Ah I think I’m just wrong and the 4x thing shouldn’t be allowed
Academic CS, moreso than any of the other STEM subjects, is like that whose line is it anyway meme - all the words are completely made up and absolutely none of the results matter.

So a vector isn't a vector, a tensor isn't a tensor, einsum isn't actually Einstein summation, automatic differentiation often gives derivatives for things that aren't differentiable, a neural network has nothing to do with neurons, etc etc etc

CS people think it's a crime that humanities people make up words in order to publish but they're really living in an extremely glassy glass house.

Yes, I think it comes from the kind of metaphorical language that writing programs induces. If artists "kinda lie" when describing how their art represents some emotion or reality, likewise, computer scientists are also engaged in this 'metaphorical representation' game -- unlike the science, which aim to actually represent, not metaphorically.

This also drives me mad reading many a computer science paper now -- the disrespect for the ordinary meaning of words is only so obscene in the most radical kinds of poetry. This feels wholly out of place in anything called a 'science', and leads to endless amounts of confusion.

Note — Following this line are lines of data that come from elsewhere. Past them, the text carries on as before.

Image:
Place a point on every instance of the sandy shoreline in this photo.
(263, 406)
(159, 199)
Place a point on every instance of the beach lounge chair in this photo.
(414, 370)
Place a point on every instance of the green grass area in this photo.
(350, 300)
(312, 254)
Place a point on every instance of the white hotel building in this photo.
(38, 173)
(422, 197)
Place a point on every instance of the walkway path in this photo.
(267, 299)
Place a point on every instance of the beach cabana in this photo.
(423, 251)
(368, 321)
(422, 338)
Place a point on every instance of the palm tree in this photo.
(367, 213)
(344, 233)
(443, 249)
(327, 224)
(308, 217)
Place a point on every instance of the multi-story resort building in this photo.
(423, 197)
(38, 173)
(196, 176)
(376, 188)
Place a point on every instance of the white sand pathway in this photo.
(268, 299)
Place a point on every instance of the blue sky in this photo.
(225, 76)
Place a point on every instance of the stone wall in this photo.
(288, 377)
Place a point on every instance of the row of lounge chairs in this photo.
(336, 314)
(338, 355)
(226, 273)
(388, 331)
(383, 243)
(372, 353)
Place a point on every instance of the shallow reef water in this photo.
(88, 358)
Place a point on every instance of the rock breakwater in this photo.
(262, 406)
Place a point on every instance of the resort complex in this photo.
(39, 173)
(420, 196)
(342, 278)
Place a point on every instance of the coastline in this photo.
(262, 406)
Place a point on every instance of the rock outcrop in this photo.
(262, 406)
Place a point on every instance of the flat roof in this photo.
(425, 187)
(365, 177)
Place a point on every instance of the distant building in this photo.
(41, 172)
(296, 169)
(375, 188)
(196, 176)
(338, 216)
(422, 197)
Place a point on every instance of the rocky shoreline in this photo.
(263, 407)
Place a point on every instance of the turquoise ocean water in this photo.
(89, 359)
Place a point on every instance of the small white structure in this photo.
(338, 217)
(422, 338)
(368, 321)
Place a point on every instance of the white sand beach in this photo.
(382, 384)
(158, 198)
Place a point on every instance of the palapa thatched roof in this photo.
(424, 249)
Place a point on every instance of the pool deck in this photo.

There are none in all of academia so brazen in a poetic use of language and at the same time so incurious as to its meaning.

Vec4 is a vector, but yes C++ base vec is not.

In some ways CS is more correct with the modern (abstract) algebra definition of a vector, vs the historical didactics arrow concept.

Tensor has been abused, it is a property of bilinear maps, and as matrix multiplication is a bilinear operation there is a concept overlap there.

Vectors are really just elements of a vector space, not necessarily arrows.